Back on the Court
Published 9:00 am Monday, October 22, 2012
Isaac Schaan watched as 16-year-old Keely Zynda finished her rehab one Friday afternoon this summer, telling him she could finally do a pushup. Lying face up on an exercise table in the physical therapy department at Mayo Clinic Health System in Austin, she hopped to her feet, fell to the floor and proved herself right.
A simple matter for others, this was no small achievement for Zynda, who just a few months ago underwent surgery to repair a chronic dislocating shoulder. She owed a lot of where she was to Isaac, her physical therapist. To Schaan, it’s the best part of his job.
Schaan has been a physical therapist at the medical center for four years. Originally from northern, rural North Dakota, he has always loved athletics, medicine and the intersection where they meet. Not fond of the long hours his hometown doctors put in, he thought physical therapy — diagnosing, evaluating, rehabilitating and returning patients to a pain free, normal life — may be more his speed. So he got his bachelor’s degree from Minnesota State University-Moorhead, his master’s degree from Mayo School of Health Sciences, in the physical therapy program in Rochester in 2004, and eventually found his way to Austin.
Email newsletter signup
Schaan now treats primarily orthopedic outpatients, ranging from age 5 to 95, but enjoys working with athletes. He likes it enough that he also helps Austin Packers athletic trainer Kris Dutton at home sporting events, as well as the Austin Bruins hockey team when it’s at home.
“Kind of for my own fun and benefit, to put my face out in the community … I will cover some of those sporting events,” Schaan said.

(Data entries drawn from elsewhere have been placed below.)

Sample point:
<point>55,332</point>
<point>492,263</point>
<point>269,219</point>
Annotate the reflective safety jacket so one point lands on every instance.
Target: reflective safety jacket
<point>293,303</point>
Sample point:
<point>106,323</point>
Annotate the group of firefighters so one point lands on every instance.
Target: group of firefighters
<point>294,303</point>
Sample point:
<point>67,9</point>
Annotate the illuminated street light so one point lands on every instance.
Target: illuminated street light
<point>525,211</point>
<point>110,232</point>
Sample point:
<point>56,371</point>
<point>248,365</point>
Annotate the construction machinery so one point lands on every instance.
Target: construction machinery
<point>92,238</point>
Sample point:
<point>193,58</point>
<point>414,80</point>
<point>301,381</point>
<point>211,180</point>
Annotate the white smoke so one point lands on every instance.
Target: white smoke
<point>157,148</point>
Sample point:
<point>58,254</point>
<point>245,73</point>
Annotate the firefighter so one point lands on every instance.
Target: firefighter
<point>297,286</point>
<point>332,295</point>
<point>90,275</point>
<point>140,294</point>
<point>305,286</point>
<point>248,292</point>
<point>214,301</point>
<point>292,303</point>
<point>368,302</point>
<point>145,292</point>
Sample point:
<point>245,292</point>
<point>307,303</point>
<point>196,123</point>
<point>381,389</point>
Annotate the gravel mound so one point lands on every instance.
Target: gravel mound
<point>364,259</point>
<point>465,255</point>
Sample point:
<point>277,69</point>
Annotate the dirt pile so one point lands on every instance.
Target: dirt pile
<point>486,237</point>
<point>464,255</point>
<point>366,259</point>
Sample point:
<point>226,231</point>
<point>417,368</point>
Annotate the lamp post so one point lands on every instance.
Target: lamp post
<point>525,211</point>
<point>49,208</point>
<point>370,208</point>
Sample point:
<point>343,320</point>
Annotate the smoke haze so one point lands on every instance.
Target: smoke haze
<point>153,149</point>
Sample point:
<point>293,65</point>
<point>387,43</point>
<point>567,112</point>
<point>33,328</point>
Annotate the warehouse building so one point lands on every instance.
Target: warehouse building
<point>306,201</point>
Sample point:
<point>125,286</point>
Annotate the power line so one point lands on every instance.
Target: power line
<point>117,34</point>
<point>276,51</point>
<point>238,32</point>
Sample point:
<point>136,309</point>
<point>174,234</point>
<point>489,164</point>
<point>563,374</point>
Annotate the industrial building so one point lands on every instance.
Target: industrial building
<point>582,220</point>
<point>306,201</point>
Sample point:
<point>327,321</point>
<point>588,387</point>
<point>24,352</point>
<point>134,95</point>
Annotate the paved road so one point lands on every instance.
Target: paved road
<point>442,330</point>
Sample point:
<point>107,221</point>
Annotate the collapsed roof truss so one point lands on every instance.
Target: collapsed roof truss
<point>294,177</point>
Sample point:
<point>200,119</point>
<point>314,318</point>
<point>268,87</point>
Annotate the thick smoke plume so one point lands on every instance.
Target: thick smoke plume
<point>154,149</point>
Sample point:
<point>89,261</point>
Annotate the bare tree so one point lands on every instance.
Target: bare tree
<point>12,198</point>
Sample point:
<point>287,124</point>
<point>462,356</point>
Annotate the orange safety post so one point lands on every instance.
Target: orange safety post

Along with the sprains and strains, Schaan also treats major injuries to knees, hips and shoulders. He and the other physical therapists at the medical center will treat most routine patients for four to eight weeks, but for those doing rehab after surgery, like Zynda, the process can take up to 12.
“Keely is an energetic patient, and for the most part listens and puts forth good effort,” Schaan said with a smile.
For the most part that means Zynda sometimes needs a little push or reassurance.”
“But really, she is motivated to get back to her sport,” Schaan said.
The process starts with work on the athlete’s range of motion and light strengthening. As they progress, they strive for full range of motion, higher level of strength activities and eventually rebuilding power and agility. The struggles and setbacks that occur along the way for most patients — those are part of the process.
“You’ve seen them almost at their worst, or in a lot of pain, frustrated with the pain, tired with the pain, and then, in the cases where those people recover, you get to see them smile,” he said. “And two months later they’re pain free and they’re back to doing the activities they enjoy. I think that’s very fulfilling, and it feels good to have been able to help somebody back to that point.”
For Zynda, that means playing basketball again. The incoming sophomore at Austin High School has dealt with shoulder dislocations since she was 11. While Schaan helped her before, after a fall and subsequent dislocation ended her basketball season last winter, Zynda and her mother, Angelita Zynda, decided it was time for surgery.
“Once you stretch out that tissue, the prevalence of it happening again goes up,” Schaan said. “But now that it’s been repaired and tightened, it should be a non-issue.”
While a lot of the injuries are the same, the people are far from it. For Schaan, a self-described people person, that’s another benefit of physical therapy.
“It’s great working with athletes, visiting with people who come in and just getting to see people from all walks of life,” he said. “It keeps each day interesting as a therapist. A torn ACL is a torn ACL, but those conditions and the process that individual goes through varies with everyone who walks through the door.”
No matter who it is, part of the job is keeping them motivated and showing them why it’s important to get better.
“It’s straining, and it can be exhausting, but it’s part of the overall rehab process,” he said. “Most physical therapists would say we’re not just rehabbing a joint, we’re rehabbing the total individual to get them back to a happy, healthy normal lifestyle.”